The court first inquired whether the government sought a Fatico hearing. It did not. Did the defense? This was a curious question, since the burden is on the government to prove the facts upon which it relies at sentence when disputed by the defense. Despite my client’s secret hope that he would have the chance to stare his former partner in the eyes, I demurred. No good could come from a Fatico hearing, which would ultimately prove a swearing contest, and plenty bad can happen. While I was ready for it if the government was, which was an eminent possibility, the ball was theirs to hit, not mine.
After submissions and argument, the judge started by explaining her reasoning for the record. Argument by argument, the judge sided with government. Knowing the arguments favoring one set of facts over another in excruciating detail, each sentence was like a blow to the chest. But this was the warm up, with the main event still to come.
Finally, after finding ourselves on the south end of horse headed north, the judge reached the crucial point where someone must pay for having the audacity to suck all the ease and pleasantness out of this sentencing.
But I attribute the defendant’s position to vigorous advocacy rather than any improper intention.
At first blush, one might think this an assault on my efforts to defend my client, where the judge imposed the blame for having fought the “truth” as she found it on me. But this is where an understanding of the implications of such critical conclusions is necessary. What the judge did was find for the government, thus removing the onus on it for having backed the wrong horse, but relieve the defendant of any taint for having chosen to fight rather than run scared. By chalking up the fight to “vigorous advocacy,” my client would have no bill to pay for having refused to lie down and take it like a lamb at slaughter.
The judge imposed a non-guidelines sentence that was one-third less than the minimum sentence called for in the plea agreement, concluding it sufficient to satisfy 18 U.S.C. 3553. All rhetoric aside, the judge understood. She just couldn’t say so.
Of course, as any trench lawyer knows, this isn’t the end of the story. Walking out of the courtroom, some family members immediately began spewing venom at the outrageous miscarriage of justice that just took place in front of their very noses. One family member, who happened to be an attorney, fed the fire by muttering that he wished he had been the lawyer. He would have tried the case and beaten it.

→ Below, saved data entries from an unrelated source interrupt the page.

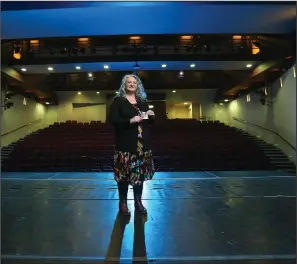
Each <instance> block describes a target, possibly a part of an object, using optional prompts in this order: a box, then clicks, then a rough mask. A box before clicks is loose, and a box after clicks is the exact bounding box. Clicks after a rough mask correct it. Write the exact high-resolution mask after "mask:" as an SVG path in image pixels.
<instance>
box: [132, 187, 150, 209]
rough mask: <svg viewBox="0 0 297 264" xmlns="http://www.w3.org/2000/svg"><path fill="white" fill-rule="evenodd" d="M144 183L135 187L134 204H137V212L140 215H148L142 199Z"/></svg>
mask: <svg viewBox="0 0 297 264" xmlns="http://www.w3.org/2000/svg"><path fill="white" fill-rule="evenodd" d="M142 190H143V183H141V185H134V186H133V192H134V203H135V211H136V212H137V213H140V214H147V211H146V208H145V207H144V206H143V204H142V201H141V197H142Z"/></svg>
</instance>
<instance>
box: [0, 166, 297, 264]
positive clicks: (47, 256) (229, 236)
mask: <svg viewBox="0 0 297 264" xmlns="http://www.w3.org/2000/svg"><path fill="white" fill-rule="evenodd" d="M1 177H2V193H1V196H2V201H1V202H2V248H1V249H2V261H3V263H14V264H15V263H26V264H27V263H39V264H44V263H106V261H107V260H110V261H113V262H112V263H119V260H121V262H120V263H131V261H132V259H134V260H137V261H140V263H146V262H154V263H173V262H175V263H183V262H186V263H188V262H191V263H221V264H223V263H224V264H227V263H228V264H229V263H262V264H263V263H281V264H286V263H295V262H296V255H295V254H296V176H295V175H291V174H286V173H283V172H275V171H268V172H263V171H252V172H251V171H243V172H234V171H233V172H217V171H215V172H189V173H185V172H174V173H173V172H172V173H161V172H160V173H156V174H155V177H154V180H152V181H150V182H146V183H145V187H144V193H143V200H144V205H145V206H146V207H147V210H148V215H147V217H144V216H138V215H134V208H133V200H132V197H133V190H132V189H130V190H129V206H130V209H131V211H132V215H131V218H130V219H126V218H125V217H120V216H119V215H118V196H117V188H116V184H115V182H114V180H113V178H112V177H113V176H112V174H111V173H36V172H34V173H2V175H1Z"/></svg>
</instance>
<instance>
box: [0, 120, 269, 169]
mask: <svg viewBox="0 0 297 264" xmlns="http://www.w3.org/2000/svg"><path fill="white" fill-rule="evenodd" d="M152 143H153V144H152V145H153V150H154V161H155V167H156V170H157V171H199V170H269V169H274V167H273V165H272V164H270V162H269V159H268V158H267V157H266V156H265V155H264V153H263V152H262V151H261V149H260V147H259V146H258V145H257V143H256V142H254V141H253V140H252V139H250V138H249V137H246V136H244V135H243V134H241V133H238V131H237V130H236V129H234V128H231V127H228V126H226V125H224V124H222V123H219V122H201V121H197V120H167V121H165V122H162V123H160V124H158V123H156V124H155V125H154V126H153V128H152ZM113 151H114V129H113V127H112V126H110V125H109V124H104V123H101V122H95V121H94V122H90V123H78V122H73V121H68V122H66V123H54V124H53V125H51V126H49V127H47V128H45V129H42V130H39V131H36V132H34V133H32V134H31V135H29V136H27V137H26V138H24V139H23V140H20V141H19V142H17V144H16V145H15V147H14V149H13V151H12V152H11V153H10V155H9V156H8V158H7V159H5V160H3V161H2V170H3V171H98V172H99V171H112V164H113Z"/></svg>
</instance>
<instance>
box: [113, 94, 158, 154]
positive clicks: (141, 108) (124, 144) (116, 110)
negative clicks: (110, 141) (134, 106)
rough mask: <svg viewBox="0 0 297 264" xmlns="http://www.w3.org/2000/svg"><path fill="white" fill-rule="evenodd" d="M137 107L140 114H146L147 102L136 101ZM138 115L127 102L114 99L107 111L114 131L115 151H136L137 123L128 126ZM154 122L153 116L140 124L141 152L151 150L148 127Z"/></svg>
mask: <svg viewBox="0 0 297 264" xmlns="http://www.w3.org/2000/svg"><path fill="white" fill-rule="evenodd" d="M137 107H138V108H139V110H140V111H141V112H147V111H148V110H149V106H148V103H147V101H137ZM136 115H138V111H137V109H135V107H134V106H133V105H132V104H131V103H130V102H129V101H128V100H127V99H124V98H121V97H115V98H114V100H113V102H112V104H111V106H110V109H109V117H108V119H109V122H110V123H112V124H113V125H114V127H115V131H116V136H115V140H116V142H115V143H116V146H115V148H116V150H119V151H123V152H132V153H135V152H136V151H137V140H138V123H133V124H130V119H131V118H133V117H134V116H136ZM153 122H154V116H149V119H144V120H143V121H142V122H141V127H142V139H143V150H144V151H147V150H151V142H150V125H151V124H152V123H153Z"/></svg>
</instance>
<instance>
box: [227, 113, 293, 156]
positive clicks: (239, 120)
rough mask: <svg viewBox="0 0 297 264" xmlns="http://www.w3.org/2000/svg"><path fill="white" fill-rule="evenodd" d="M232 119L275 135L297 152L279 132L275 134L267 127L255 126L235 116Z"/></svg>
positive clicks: (291, 145)
mask: <svg viewBox="0 0 297 264" xmlns="http://www.w3.org/2000/svg"><path fill="white" fill-rule="evenodd" d="M232 119H233V120H235V121H237V122H242V123H244V124H249V125H252V126H255V127H259V128H261V129H263V130H266V131H269V132H271V133H272V134H275V135H276V136H278V137H280V138H281V139H282V140H283V141H284V142H286V143H287V144H288V145H289V146H290V147H291V148H292V149H294V150H295V151H296V148H295V147H294V146H293V145H292V144H291V143H290V142H289V141H288V140H286V139H284V138H283V137H282V136H281V135H280V134H279V133H277V132H275V131H273V130H271V129H268V128H265V127H262V126H259V125H256V124H253V123H251V122H249V121H246V120H243V119H240V118H238V117H234V116H232Z"/></svg>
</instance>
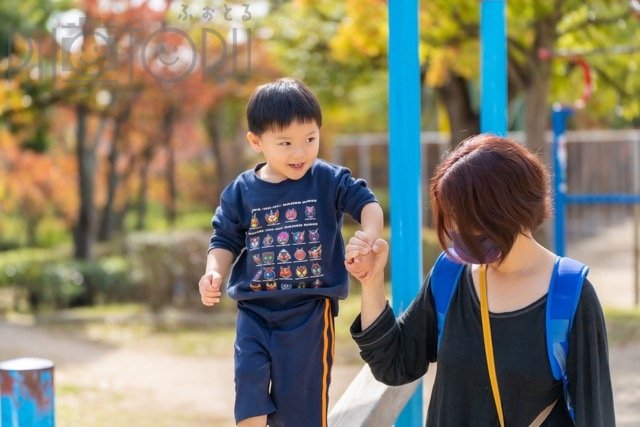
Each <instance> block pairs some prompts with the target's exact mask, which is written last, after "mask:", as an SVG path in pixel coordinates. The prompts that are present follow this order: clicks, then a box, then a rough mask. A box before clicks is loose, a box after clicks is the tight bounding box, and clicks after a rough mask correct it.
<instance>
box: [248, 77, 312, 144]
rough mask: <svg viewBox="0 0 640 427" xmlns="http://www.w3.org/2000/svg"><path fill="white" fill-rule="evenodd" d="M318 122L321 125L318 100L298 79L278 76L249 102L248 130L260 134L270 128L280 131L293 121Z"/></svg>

It was a disgrace, he said.
The problem was that the extensive submissions and forceful arguments morphed into a belief that the defendant would not merely do better than the guidelines sentence in the plea agreement, all he was entitled to hope for under the circumstances, and the possibility that he was achieve the greatest possible victory, a sentence of probation. That the sentence imposed was one third less than his guidelines would suggest was seen as a loss, a failure.
At the courthouse door, the defendant’s wife said to me, “we appreciate everything you did, and we know you tried your best. It’s just so unfair.”